By Michael Welles Shapiro – Island Packet

Tax bills that go out in October could be startlingly high for nearly 6,200 people who’ve bought property in Beaufort County in 2007.

Under a 2006 state law that went into effect Jan. 1, 2007, the county must assess property based on its sale price. For instance, if a home previously was assessed at $150,000, but sold in 2007 for $200,000, it would be assessed based on the $200,000 sales price. The law applies to residential and commercial properties.

Higher assessments, one of the factors used to compute property taxes, almost always cause tax bills to go up.

Pam Kurtz is one of those people who expects her property taxes to jump.

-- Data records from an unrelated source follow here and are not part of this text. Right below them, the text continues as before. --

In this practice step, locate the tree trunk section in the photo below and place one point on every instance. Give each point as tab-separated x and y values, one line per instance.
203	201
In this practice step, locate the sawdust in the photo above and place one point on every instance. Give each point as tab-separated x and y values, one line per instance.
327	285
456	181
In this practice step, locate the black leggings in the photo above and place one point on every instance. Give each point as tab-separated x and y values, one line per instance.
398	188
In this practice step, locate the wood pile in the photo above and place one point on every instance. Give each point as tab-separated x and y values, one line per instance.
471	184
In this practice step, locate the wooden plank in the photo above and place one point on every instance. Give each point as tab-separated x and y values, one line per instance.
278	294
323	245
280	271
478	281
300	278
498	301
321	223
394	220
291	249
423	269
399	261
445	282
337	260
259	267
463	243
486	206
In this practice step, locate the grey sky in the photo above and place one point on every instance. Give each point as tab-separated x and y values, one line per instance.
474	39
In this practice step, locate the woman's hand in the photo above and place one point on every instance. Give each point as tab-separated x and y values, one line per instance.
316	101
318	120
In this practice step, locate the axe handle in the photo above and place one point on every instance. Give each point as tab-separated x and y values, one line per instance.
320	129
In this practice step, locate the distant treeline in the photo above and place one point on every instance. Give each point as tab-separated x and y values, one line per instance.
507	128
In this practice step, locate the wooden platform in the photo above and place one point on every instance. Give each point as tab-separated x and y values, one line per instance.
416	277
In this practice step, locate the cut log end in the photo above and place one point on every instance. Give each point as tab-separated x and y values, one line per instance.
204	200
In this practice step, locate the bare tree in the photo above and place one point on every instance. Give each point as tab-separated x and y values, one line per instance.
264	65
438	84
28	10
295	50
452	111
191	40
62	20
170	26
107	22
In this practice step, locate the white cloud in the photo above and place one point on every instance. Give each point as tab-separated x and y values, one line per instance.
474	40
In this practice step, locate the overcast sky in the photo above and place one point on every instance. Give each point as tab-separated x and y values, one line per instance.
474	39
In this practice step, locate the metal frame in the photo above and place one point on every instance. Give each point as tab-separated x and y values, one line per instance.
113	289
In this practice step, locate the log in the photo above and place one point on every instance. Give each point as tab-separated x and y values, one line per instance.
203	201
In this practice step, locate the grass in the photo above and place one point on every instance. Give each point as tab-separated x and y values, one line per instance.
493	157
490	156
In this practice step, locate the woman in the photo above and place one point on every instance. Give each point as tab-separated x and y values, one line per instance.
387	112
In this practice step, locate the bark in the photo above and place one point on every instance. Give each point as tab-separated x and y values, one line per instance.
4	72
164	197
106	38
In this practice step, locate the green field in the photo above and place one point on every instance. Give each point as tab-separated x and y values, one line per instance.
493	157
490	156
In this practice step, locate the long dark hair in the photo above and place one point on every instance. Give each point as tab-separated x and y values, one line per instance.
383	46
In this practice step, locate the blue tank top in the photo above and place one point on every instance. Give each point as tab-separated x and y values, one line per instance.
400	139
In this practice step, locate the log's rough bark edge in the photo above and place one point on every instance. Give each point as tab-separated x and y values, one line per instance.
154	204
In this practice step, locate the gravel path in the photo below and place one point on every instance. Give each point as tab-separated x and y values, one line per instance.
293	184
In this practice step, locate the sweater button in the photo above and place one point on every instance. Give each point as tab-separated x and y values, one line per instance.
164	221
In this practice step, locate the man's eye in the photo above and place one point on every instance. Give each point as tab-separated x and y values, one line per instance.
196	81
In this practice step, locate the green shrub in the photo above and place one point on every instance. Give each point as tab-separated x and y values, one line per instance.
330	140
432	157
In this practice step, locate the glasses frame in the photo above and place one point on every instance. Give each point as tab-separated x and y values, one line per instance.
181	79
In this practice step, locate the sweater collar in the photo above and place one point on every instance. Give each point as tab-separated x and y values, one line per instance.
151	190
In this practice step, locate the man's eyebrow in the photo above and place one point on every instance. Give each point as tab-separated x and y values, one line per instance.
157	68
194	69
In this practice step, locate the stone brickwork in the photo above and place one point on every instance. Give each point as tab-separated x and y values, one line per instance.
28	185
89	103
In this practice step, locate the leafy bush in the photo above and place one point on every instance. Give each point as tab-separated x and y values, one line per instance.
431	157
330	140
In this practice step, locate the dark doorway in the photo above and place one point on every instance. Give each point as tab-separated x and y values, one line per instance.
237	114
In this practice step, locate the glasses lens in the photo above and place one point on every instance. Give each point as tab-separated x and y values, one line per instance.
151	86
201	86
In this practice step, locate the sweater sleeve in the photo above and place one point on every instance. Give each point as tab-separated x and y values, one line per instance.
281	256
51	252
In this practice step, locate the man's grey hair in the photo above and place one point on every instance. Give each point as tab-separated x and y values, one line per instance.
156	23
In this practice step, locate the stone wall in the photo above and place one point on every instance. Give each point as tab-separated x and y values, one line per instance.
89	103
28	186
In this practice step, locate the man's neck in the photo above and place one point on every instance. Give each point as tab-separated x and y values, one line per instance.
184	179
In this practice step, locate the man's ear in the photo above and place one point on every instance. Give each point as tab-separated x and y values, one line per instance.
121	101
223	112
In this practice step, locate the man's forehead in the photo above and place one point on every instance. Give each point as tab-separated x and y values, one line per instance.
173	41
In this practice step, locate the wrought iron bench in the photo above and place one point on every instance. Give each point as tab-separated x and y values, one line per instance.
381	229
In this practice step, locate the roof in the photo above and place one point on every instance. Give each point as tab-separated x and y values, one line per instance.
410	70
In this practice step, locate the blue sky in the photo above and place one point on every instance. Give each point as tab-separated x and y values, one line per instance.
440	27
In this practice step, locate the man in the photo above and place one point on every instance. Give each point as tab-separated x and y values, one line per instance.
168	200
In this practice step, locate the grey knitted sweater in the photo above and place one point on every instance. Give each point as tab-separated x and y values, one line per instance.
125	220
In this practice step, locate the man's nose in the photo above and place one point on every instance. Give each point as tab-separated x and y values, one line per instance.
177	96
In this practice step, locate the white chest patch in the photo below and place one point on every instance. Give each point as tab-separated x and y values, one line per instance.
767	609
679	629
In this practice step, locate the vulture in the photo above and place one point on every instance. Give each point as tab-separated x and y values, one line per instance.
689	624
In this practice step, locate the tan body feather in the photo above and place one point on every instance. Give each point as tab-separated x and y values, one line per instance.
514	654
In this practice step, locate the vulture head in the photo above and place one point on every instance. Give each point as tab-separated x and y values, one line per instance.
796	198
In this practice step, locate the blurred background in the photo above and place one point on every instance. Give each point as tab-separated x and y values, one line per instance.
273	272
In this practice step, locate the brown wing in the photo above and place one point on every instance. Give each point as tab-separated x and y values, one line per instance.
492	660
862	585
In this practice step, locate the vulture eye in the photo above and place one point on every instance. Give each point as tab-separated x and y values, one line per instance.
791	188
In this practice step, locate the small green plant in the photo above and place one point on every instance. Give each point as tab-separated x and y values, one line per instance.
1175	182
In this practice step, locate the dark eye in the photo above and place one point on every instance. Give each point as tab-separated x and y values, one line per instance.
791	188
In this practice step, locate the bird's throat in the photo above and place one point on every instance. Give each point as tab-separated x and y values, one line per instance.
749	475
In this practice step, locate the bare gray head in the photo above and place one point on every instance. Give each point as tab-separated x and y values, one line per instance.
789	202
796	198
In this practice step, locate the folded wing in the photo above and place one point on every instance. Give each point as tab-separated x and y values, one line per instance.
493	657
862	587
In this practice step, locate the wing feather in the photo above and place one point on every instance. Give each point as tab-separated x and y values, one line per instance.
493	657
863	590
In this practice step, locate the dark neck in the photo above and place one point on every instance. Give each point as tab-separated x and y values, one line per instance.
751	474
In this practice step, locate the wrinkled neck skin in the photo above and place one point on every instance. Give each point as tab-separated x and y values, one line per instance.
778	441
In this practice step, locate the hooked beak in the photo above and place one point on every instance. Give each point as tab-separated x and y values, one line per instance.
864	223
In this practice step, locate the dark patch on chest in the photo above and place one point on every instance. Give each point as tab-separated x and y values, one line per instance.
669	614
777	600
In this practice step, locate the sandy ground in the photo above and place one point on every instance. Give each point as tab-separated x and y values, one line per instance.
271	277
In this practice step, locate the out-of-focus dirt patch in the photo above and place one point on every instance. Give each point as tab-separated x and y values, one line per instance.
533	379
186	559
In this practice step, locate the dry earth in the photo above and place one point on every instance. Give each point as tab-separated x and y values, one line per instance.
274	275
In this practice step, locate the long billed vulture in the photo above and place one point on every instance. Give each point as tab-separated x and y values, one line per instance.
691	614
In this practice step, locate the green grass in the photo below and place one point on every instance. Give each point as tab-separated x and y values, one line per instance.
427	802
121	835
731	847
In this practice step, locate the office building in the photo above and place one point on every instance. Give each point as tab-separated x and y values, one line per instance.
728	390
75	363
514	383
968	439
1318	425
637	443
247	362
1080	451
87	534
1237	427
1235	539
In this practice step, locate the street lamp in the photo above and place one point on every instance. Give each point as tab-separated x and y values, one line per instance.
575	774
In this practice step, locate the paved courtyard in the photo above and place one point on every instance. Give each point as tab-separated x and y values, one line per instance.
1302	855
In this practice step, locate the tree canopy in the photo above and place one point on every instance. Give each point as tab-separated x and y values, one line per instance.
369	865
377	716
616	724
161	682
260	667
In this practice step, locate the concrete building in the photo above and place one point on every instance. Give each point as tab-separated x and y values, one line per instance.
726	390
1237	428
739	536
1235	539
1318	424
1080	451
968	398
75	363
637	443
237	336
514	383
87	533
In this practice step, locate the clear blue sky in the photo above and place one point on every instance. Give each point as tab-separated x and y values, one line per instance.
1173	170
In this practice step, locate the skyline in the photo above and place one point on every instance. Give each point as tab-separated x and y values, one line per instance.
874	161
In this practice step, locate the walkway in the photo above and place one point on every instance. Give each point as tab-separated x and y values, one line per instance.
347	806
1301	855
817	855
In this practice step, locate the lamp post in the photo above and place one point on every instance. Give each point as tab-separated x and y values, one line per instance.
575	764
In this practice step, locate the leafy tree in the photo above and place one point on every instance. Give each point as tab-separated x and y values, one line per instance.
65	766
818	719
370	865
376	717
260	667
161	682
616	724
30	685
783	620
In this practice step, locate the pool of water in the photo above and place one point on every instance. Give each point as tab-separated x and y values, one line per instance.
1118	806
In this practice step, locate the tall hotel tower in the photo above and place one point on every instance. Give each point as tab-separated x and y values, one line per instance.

She moved to Hilton Head Island in 2005 with her husband. After his death, she bought a smaller, more affordable home in 2007.

Her new home previously had been assessed at $543,000, but because she paid $620,000 for it, that’s the new assessment, according to county records.

“If they’re going to use purchase price, that’s not good for me,” said Kurtz. “I worry because between that and the cost of insurance, it could push me off the island.”

David Donnell of Bluffton is in the same boat. He sold his home last year, then bought a new one. Now the person who bought his home is bracing for higher taxes.

His old house sold for $1.65 million, about twice the previous assessment of about $800,000.

“All of a sudden, I sell the house and the guy’s tax bill doubles,” Donnell said. “Seems like every time someone makes a windfall, the county does, too.”